Can my old employer stop me working elsewhere?

Restraint of trade – Can my old employer stop me working elsewhere?

Anti-competitive clauses – restraints of trade or non-solicitation clauses as they are commonly known – are often included in employment agreements. However can a previous employer really restrict you from working elsewhere once the employment relationship comes to an end?

Fundamentally, the Employment Court’s answer set out within Air New Zealand Ltd v Kerr is ‘only if it is reasonable’.
A ‘non-solicitation’ clause and a ‘restraint of trade’ clause are distinct – the former usually prevents you from soliciting away colleagues, customers, or suppliers from your employer when you leave, while the latter purports to prevent you from working for a competitor or even a business in in the same industry (including setting up shop on your own). A claim for an injunction or damages may be brought against an employee potentially in breach, and the new employer may also be joined in proceedings for aiding and abetting a breach of an employment agreement.

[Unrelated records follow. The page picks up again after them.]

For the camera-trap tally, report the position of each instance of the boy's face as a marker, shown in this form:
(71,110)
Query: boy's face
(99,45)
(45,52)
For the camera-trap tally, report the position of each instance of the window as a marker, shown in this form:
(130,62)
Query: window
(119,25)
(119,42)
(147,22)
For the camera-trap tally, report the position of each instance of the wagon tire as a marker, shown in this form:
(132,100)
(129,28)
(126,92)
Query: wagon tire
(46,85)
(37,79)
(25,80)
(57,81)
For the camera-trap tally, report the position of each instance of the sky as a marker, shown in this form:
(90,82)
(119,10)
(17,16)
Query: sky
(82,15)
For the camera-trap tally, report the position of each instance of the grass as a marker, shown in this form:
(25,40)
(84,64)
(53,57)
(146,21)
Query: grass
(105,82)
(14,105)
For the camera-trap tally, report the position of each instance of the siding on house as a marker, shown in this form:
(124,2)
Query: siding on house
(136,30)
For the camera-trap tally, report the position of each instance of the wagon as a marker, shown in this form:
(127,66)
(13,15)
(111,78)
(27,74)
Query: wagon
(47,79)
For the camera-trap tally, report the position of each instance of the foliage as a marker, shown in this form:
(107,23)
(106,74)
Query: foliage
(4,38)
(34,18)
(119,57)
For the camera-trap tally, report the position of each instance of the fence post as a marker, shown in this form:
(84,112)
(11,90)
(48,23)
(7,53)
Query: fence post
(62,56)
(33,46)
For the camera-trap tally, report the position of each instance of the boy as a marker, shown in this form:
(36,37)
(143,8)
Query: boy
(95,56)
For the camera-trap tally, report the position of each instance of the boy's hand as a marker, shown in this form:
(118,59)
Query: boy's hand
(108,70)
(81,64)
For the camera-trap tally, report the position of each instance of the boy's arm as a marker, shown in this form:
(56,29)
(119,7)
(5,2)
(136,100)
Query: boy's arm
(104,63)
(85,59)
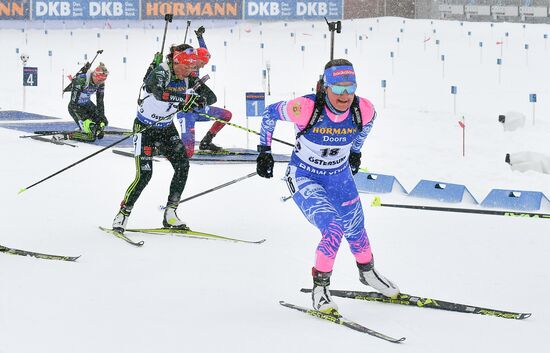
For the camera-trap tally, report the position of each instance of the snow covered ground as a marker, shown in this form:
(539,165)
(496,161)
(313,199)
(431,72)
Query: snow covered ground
(186,295)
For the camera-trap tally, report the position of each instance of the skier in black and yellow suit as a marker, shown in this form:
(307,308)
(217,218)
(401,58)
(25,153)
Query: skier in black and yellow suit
(166,90)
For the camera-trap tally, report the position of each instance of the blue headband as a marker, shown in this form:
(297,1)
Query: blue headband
(337,74)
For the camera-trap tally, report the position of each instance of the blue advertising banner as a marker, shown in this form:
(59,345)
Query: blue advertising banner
(14,9)
(293,10)
(255,103)
(197,9)
(85,9)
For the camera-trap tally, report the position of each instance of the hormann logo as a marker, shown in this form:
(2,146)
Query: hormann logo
(13,9)
(334,130)
(343,72)
(184,8)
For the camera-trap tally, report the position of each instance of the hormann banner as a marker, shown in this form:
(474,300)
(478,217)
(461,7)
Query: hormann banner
(14,9)
(198,9)
(293,10)
(85,9)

The Court considered this in Kerr and affirmed all restraint of trade clauses no matter the terms are unlawful from the outset, until proven reasonable. In order to be reasonable there must be:

  1. a legitimate proprietary interest to protect;
  2. a reasonable temporal; and
  3. a reasonable geographic restriction.

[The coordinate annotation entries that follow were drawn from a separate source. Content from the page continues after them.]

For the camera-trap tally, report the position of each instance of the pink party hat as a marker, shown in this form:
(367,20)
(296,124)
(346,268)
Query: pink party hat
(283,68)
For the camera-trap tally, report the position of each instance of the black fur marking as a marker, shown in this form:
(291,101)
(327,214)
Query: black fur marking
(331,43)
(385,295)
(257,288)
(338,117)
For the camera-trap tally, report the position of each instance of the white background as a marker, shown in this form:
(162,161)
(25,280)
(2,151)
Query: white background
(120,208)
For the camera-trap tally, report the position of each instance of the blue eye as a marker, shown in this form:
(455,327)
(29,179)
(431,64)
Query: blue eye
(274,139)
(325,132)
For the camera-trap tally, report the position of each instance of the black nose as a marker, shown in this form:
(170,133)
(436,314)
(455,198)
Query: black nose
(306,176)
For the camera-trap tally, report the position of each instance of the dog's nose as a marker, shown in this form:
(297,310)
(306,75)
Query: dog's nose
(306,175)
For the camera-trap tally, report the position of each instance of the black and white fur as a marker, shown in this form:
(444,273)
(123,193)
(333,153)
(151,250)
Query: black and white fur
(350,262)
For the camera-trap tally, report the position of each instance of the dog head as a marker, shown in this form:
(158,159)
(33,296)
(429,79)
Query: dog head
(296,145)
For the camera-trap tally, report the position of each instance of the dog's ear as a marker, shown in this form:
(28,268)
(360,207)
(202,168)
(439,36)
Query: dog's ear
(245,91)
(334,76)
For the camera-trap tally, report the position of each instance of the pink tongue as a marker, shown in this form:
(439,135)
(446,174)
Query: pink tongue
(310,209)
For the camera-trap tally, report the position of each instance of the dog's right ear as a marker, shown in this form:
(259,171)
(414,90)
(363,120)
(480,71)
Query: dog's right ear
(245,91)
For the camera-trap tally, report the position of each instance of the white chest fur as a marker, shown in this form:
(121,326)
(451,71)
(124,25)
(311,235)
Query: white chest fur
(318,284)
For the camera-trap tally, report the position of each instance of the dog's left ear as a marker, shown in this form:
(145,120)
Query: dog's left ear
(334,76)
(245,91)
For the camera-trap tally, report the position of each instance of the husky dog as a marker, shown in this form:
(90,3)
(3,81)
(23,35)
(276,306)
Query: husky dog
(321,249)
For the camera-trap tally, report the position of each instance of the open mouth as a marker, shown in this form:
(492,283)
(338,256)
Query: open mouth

The Court determined there was a legitimate proprietary interest to protect – confidential information, and affirmed a 6 month temporal restraint was reasonable (however, they set out that the correct approach was to take into account any period of garden leave taken). The Court did not need to decide whether the geographic restraint, Australia and New Zealand, was reasonable, however indicated if it had considered this issue it likely would have reduced the scope to New Zealand only.
Ultimately, the restraint was proved reasonable and was upheld, however the restraint period had already lapsed during Mr Kerr’s period of garden leave.

The case demonstrates the legal complexities associated with anti-competitive clauses, and the limits of an employer’s ability to restrict future employment irrespective of whatever the parties purport to agree.